Expert Threat Detection… on a Budget
It’s a myth that hackers only go after large organizations. Criminals are opportunistic. They are constantly scanning to find network vulnerabilities wherever they can. Regardless of the size of your municipality, you are at risk.
One of the best ways to quickly identify malicious activity on your network is log analysis. But it can be an overwhelming task, especially for small teams. This was true for three Iowa counties who decided to band together and find a solution.
A Collaborative Approach
Sioux County, Iowa, has used the Center for Internet Security’s Top 20 Critical Security Controls, which includes log analysis, to help prioritize network security for years. “We generate millions of logs each day and didn’t have the time or expertise to review all of them,” says Micah Van Maanen, information technology director for the county. “But we knew that it was extremely important to know what was happening in those logs, so we had to find a solution.”
Their neighbor, Worth County, Iowa, was in a similar predicament. “As an IT department of one, I have very little time for much in my day besides keeping the county networks and systems running, and putting out end-user fires,” says Joel Rohne, IT/GIS director for the county. “I needed to find a way to implement a log analysis process, as well as get access to Support should network issues arise, without adding to my full workload.”
“We have always known that we needed help with our log collection, management, storage, and reporting. It is a critical part of the infrastructure and needs much more attention than what we can give it,” adds Andrew De Haan, information technology director in Marion County, another Iowa county.
As a small IT department, our resources are very limited, and our time is even more so. Managing our logs internally never got the attention that it deserved.
Andrew De Haan
Information Technology Director, Marion County, IA
Together the three counties teamed up to find a solution.
Working Within Tight Budgets
None of these small counties had a very large security budget. In fact, many solutions they reviewed were beyond reach. According to Van Maanen, “We looked at all of the major in-house SIEM tools available and talked to a number of hosted SIEM providers. We struggled to find anyone who could handle our log volume and stay within our budget. Plus, we had additional requirements like timely alerts, responsive on-call expertise, ease of deployment, and helpful reporting.”
Then they discovered Tyler Detect, the managed threat detection solution from Tyler Technologies. “Tyler Detect provided a great demo and the price was right in line with what I can afford for a service that keeps my networks safer than before,” continues Rohne.
Tyler Detect’s price was right in line with what I can afford for a service that keeps my networks safer than before. Having this kind of resource multiplier on my side is a huge advantage in my cybersecurity strategy.
Joel Rohne
IT/GIS Director, Worth County, IA
“Right away, Tyler Detect felt different than any of the other services we had tried. It not only met our budget requirements, but it was also much more intuitive for us to use and manage,” adds De Haan.
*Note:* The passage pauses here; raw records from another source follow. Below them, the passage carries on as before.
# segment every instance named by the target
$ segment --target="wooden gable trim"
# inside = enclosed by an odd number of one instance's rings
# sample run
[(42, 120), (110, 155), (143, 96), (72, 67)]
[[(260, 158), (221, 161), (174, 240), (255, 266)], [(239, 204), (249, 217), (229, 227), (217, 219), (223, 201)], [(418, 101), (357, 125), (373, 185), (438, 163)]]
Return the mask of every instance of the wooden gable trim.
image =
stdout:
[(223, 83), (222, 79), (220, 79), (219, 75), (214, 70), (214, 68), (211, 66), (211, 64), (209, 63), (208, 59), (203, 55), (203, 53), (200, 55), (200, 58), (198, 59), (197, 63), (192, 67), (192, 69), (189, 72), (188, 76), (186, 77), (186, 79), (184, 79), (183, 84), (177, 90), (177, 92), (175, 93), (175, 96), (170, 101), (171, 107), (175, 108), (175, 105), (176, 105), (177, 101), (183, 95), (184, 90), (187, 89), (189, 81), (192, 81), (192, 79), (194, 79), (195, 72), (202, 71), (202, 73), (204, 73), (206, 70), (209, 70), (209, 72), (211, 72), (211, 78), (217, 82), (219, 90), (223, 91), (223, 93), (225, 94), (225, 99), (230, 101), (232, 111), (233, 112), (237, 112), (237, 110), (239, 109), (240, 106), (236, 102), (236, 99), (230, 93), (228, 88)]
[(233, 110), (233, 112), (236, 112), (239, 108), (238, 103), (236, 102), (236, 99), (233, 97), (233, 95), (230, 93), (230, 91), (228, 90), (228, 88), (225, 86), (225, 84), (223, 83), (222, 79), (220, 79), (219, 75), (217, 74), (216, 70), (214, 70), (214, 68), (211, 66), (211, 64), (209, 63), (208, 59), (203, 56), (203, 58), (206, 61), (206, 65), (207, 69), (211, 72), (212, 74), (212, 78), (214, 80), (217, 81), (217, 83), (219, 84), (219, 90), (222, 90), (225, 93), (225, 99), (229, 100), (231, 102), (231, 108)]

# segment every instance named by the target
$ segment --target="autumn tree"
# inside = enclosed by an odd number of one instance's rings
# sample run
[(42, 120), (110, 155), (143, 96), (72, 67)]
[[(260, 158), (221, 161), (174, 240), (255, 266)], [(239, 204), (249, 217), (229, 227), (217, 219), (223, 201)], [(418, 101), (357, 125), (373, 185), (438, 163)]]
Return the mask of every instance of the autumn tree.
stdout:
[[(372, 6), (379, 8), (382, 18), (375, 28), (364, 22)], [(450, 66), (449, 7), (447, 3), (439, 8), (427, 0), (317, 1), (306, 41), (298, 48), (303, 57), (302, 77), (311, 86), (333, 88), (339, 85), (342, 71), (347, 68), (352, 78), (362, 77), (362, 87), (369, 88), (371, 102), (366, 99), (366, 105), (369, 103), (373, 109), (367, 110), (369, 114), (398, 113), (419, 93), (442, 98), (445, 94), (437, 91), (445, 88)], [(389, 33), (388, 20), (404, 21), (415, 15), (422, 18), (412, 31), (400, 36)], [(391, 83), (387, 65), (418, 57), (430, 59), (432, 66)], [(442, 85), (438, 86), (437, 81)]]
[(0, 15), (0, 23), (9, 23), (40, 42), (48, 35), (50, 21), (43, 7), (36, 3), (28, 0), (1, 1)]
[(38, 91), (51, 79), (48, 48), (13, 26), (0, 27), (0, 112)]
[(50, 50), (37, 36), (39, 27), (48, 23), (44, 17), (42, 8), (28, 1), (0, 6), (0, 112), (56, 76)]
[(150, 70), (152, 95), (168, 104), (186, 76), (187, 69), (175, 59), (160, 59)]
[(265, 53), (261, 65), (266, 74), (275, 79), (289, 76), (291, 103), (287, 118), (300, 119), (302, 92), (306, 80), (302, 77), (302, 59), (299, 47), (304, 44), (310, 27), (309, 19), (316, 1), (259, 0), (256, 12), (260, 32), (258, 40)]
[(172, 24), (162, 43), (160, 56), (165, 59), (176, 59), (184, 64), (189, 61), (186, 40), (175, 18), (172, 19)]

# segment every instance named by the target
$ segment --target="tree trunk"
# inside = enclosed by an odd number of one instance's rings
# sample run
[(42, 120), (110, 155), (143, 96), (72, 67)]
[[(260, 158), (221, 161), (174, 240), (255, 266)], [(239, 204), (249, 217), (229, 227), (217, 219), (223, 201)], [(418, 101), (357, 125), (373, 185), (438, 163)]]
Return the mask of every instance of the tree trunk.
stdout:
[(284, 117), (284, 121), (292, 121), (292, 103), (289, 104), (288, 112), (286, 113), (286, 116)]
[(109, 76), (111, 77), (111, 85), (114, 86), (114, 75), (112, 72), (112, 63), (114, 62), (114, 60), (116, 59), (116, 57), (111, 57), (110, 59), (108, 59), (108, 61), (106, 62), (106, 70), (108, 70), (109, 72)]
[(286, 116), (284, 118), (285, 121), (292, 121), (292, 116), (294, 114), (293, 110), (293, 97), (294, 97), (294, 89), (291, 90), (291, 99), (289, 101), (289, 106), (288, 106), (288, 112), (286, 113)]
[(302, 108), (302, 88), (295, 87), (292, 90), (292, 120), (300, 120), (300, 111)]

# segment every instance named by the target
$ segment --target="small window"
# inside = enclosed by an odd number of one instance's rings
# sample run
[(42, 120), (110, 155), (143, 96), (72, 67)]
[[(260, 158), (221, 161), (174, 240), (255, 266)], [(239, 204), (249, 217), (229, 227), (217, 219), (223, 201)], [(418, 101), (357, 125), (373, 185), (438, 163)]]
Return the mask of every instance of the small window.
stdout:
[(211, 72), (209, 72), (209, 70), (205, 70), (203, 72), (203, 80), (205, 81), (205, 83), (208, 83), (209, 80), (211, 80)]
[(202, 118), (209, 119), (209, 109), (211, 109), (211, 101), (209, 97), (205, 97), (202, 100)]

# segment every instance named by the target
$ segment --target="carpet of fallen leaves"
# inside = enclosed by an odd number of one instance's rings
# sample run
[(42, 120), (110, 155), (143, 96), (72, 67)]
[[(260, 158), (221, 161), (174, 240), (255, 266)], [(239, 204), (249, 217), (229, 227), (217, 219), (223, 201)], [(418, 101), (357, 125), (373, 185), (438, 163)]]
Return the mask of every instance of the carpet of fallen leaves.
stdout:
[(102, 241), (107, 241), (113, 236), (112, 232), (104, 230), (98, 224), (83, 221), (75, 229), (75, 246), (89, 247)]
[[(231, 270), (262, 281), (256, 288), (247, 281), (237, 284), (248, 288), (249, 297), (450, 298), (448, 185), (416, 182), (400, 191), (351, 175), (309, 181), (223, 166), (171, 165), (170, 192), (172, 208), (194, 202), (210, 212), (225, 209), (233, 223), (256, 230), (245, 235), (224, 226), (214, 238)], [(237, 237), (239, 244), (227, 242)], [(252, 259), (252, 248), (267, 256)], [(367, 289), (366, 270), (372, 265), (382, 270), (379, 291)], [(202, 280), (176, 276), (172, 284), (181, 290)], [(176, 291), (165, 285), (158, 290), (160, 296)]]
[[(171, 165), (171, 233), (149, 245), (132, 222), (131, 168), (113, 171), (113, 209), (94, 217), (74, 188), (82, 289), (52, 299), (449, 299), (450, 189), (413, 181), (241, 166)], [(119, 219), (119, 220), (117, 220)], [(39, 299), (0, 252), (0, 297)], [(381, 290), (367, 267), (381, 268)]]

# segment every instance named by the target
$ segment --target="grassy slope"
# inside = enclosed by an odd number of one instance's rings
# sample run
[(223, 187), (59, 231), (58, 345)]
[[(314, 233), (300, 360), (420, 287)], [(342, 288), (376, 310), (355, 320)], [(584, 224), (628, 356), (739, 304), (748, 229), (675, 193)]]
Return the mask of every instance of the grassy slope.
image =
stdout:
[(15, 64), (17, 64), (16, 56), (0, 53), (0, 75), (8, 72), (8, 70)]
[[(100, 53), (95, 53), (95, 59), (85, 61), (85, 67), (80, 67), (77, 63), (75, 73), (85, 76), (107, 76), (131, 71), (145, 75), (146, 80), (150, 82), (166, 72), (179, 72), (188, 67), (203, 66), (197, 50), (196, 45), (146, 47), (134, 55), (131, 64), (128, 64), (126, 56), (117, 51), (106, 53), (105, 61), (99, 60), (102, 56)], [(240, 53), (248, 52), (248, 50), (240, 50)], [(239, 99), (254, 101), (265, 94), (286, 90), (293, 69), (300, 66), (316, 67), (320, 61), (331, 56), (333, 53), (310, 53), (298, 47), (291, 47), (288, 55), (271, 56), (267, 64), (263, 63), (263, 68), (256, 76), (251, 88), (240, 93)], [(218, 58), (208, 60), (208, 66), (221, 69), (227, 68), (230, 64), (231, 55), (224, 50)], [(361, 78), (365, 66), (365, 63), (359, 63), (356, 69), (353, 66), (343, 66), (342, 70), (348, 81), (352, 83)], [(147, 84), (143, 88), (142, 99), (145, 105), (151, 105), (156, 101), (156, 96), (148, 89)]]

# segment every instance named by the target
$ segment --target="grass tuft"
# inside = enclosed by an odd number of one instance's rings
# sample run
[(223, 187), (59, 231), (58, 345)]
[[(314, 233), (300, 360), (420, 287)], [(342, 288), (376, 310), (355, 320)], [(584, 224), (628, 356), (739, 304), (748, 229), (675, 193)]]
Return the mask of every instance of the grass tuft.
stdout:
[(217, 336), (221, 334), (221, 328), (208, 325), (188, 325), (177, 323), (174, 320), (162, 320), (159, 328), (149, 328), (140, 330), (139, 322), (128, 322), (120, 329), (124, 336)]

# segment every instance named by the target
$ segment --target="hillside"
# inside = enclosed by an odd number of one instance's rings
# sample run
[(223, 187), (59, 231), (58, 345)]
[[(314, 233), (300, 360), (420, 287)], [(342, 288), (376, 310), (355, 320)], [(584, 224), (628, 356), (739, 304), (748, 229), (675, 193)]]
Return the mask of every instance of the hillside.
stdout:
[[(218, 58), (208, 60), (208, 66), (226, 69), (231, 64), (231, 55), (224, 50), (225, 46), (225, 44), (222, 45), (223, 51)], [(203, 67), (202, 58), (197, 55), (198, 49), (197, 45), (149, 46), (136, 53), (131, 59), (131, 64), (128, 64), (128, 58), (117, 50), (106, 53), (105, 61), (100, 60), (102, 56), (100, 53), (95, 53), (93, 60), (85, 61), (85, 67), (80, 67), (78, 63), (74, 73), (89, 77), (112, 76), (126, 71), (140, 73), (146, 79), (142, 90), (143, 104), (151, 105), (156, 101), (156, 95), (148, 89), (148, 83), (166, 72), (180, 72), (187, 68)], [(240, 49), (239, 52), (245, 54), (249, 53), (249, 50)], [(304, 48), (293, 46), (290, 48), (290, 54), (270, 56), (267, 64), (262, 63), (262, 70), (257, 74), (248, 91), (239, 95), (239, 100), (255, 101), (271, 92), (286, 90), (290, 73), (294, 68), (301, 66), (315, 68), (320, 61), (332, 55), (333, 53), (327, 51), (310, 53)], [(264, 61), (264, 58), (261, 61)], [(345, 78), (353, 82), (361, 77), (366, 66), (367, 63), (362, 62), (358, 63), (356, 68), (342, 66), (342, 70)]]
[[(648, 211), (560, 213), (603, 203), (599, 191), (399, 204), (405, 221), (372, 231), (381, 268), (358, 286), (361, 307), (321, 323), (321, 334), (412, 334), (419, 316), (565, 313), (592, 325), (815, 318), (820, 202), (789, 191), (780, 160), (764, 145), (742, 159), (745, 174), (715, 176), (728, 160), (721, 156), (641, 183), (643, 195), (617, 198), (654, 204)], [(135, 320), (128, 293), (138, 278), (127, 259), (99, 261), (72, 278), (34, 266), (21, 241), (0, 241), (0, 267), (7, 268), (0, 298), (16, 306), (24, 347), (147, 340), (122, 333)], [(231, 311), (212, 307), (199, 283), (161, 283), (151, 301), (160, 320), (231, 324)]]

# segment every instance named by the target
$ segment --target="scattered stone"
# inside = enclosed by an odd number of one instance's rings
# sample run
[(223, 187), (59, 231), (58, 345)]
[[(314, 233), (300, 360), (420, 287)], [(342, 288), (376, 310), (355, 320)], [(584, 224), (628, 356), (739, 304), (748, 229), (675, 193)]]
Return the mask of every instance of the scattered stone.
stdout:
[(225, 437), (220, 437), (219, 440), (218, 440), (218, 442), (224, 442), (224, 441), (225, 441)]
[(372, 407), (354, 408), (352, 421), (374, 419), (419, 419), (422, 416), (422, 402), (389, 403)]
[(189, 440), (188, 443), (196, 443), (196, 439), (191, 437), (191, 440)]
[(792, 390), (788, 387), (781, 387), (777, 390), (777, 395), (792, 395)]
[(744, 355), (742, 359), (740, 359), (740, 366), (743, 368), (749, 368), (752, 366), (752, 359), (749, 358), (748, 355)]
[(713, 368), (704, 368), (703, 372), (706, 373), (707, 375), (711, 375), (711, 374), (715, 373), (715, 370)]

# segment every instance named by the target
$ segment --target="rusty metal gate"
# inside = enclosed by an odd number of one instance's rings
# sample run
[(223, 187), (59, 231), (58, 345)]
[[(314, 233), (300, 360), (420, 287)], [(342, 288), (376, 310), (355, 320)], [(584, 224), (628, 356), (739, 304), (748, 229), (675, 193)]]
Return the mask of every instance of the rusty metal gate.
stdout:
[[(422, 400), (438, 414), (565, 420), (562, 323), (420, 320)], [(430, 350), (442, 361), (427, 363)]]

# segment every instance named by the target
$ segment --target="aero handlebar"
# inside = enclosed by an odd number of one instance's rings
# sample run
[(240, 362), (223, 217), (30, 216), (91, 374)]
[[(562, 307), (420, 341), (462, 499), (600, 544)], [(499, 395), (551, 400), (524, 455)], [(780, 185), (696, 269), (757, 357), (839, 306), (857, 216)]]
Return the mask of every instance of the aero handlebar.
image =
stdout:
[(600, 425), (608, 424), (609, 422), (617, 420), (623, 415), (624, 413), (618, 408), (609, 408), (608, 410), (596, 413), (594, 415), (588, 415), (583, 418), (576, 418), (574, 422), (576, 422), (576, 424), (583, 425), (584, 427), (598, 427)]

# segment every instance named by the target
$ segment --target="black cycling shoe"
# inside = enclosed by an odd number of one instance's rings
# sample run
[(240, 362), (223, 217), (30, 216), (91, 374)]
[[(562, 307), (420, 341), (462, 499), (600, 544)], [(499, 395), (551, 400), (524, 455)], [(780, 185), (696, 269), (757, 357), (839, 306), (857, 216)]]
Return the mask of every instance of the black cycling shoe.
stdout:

In addition to being within budget, Tyler Detect met all their requirements. “It’s able to capture logs from all our devices and offers advanced Windows monitoring. Alerts are customizable and timely, we have access to on-call security experts, deployment was easy, and the reporting is just what we were looking for,” comments Van Maanen.
A Partner for Better Oversight
With Tyler Detect, a team of highly trained analysts continuously monitors the counties’ network traffic, logs, and endpoint activity, 24/7, and alerts them to suspicious activity within minutes. “Now I have a team of professionals that reach out to me directly if they see an issue. If I have a question, they respond right away,” says Rohne. “Having that kind of resource multiplier on my side is a huge advantage in my cybersecurity strategy.”
Since implementing Tyler Detect, Rohne has become much more familiar with the details of the county’s network. “I enjoy getting the one-page dashboard report to see what is happening and if there are any issues I need to address. The complete daily report is essential when I am tracking down problems!”
“It’s comforting to know that experts have eyes on our network,” says Van Maanen. When they first turned on the service, a misconfigured domain controller was identified. “While not a security threat, we probably would never have caught this issue without Tyler’s service.”
Marion County also saw immediate results. “Tyler Detect helped us find a bestpractice configuration issue that presented a significant security risk. We were able to quickly identify the issue and fix it with the help of the Tyler Detect notifications,” says De Haan. “The instant notifications when a specific event happens has been the biggest benefit because we can now identify a potential security event very quickly.”
I am very thankful that we have the Tyler Detect service. It has been a great fit for us. I am confident in Tyler’s ability to add another layer of security to our network.
Micah Van Maanen
Information Technology Director, Sioux County, IA
“Tyler Detect is a great service and one that I had been searching for for a long time,” adds Rohne.
De Haan concludes, “Tyler Detect has increased my confidence in our network security, knowing that our logs are now being collected and properly analyzed.”